Often, when speaking about open pedagogy, the emphasis is on the digital: frequently listed examples include Wikipedia edit-a-thons, blog posts, and collectively annotated works. Yet the same principles (transparency, self-driven learning, student empowerment) are also strongly found in zines, a print medium that has long thrived in underground spaces and activist movements. There are many potential ways to integrate zines in alignment with open pedagogy, offering a way to bridge the physical and the digital. Bringing zines to the classroom introduces a playfulness and creativity, and “remix, reuse, and retain” takes on a different ring when applied to a print medium. With their use of collage elements, zines are the original “remix,” juxtaposed images adding a quirky twist.
Open Pedagogy may be seen as a movement away from “disposable assignments,” the dreaded term paper “that students complain about doing and faculty complain about grading.” Partially borrowed from constructivist and other strategies, is the radical idea of recognizing students as knowledge creators, and encouraging a more participatory stake in the educational process. With their historically anti-authoritarian vibe, and roots in the feminist/punk movements of the 1980’s/90’s, zines are a perfect antidote to traditional classroom, typically ruled by a rigid, top-down hierarchy. Though there are many digital zines, the format is primarily analog, holding an expressive depth that relies on collage, writing, and an intuitive aesthetic.
There are many excellent available resources about how to introduce zines into higher education (check out this excellent Resource List from Barnard College), but for a few examples: Sakina Laksimi-Morrow, Teaching and Learning Center Fellow at The Graduate Center of the City University of New York, invited fellow graduate students to share their teaching assignments and syllabi in Developing a Socially Conscious Pedagogy. Simmons College librarian Dawn Stahura has written about working with a faculty member to read and develop zines in a Sociology class, relating to content about eating disorders. I’ve personally taught many zine workshops at university LGBTQ centers: there’s a strong overlap between the representation of queer, or otherwise marginalized authors, and this very welcoming, open format.

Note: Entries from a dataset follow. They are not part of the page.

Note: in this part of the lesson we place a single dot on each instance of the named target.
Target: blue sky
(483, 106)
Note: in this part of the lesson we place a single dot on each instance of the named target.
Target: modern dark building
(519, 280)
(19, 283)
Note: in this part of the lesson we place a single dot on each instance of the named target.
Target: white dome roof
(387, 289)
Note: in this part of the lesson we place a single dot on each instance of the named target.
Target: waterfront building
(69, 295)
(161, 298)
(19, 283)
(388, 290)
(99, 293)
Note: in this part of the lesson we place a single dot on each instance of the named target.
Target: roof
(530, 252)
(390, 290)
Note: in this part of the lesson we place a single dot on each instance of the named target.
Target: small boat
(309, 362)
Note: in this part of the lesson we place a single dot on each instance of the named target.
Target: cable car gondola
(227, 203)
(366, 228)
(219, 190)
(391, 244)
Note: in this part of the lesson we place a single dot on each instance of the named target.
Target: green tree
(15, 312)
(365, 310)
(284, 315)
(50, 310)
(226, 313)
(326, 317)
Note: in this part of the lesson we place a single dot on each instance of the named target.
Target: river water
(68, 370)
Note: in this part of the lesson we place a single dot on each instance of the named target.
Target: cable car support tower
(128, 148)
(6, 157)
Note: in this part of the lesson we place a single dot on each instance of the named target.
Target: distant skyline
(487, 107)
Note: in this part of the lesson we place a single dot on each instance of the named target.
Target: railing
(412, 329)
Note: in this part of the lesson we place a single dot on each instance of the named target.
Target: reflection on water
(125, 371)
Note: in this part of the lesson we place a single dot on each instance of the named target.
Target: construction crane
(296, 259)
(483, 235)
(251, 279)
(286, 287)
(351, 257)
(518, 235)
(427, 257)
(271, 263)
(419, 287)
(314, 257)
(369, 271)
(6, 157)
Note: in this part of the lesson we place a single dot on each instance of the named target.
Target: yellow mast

It can be tempting to slot in the zine requirement as “just another assignment,” listed on the syllabus along with other course requirements, and graded. However, depending on the content, it may not make sense: Daniela Capistrano, founder of the POC Archive Project, speaks specifically to the discomfort of grading highly personal work. Sometimes keeping the spirit of “open pedagogy” may involve the idea of “closed” – considerations of student privacy, personal spaces, and making it equally ok to restrict access.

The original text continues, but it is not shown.